3.1 The scientific nature of this animal model of febrile seizures This experiment used a hot bath method to establish a febrile seizure model and modified the experimental equipment, so that all rats in the febrile seizure group induced convulsions of different levels. The previous literature reported that rats The susceptibility to drowning has improved. The improvement of the experimental equipment (glass cylinder with an empty bottom) also makes it difficult for the rat's feces to be discharged into the water bath, thus ensuring the cleanliness and sanitation of the experimental operation. Compared with other models, the establishment of a febrile seizure model is an ideal experimental method.
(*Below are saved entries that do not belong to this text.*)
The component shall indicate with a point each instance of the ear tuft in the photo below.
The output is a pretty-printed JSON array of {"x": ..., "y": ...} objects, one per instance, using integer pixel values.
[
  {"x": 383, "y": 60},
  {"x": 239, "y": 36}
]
3.2 The effect of febrile seizures on affective behavior and learning and memory. This experiment found that the excitability of rats in the FS group decreased in the open field test, and the ability to adapt to the new environment decreased, and at the same time, they were prone to nervous adverse reactions; the results of the dark avoidance test It shows that repeated febrile seizures can reduce the short-term learning and memory ability of rats. The Morris water maze is an ideal device designed by British psychologist Morris to reflect the spatial learning and memory abilities of small rodents. It can be used as a comparative study on the impairment of human learning and memory abilities by diseases or stress. The escape latency of rats in the FS group in the Morris water maze was significantly prolonged, reflecting the impaired spatial learning ability of rats. The above results indicate that repeated febrile seizures can lead to impaired emotional behavior, learning and memory in rats, similar to previous studies.
The possible mechanism of
3.3 febrile seizures affecting affective behavior and learning and memory is unknown. The mechanism of repeated febrile seizures leading to impairment of emotional behavior and learning and memory in rats is unknown. Previous studies have found that repeated febrile seizures can cause pathological changes in the structure of the hippocampus, including neuronal degeneration and necrosis in the hippocampus, changes in synaptic morphology (abnormal widening of the synaptic gap), and abnormal mossy fibre sprouts in the hippocampus. routing), and the resulting abnormal synaptic connections, abnormal distribution and expression of NMDA (N2 methyl 2D aspartate) receptors closely related to learning and memory, and abnormal signal transduction pathways. The hippocampal structure belongs to the ancient cortex and is an important part of the limbic system. The loop composed of the hippocampus and the prethalamic nucleus, the lamina nucleus, the hypothalamic papilla thalamic tract, and the cingulate is an important neuroanatomical basis for regulating behavior, learning and memory, and emotional response. Therefore, the above findings about the changes in hippocampal structure and function may be an important part of explaining the impairment of emotional behavior and learning and memory ability in rats caused by repeated febrile seizures. However, the relationship between these processes and the degree of impact of each process on the impairment of brain function need to be further studied.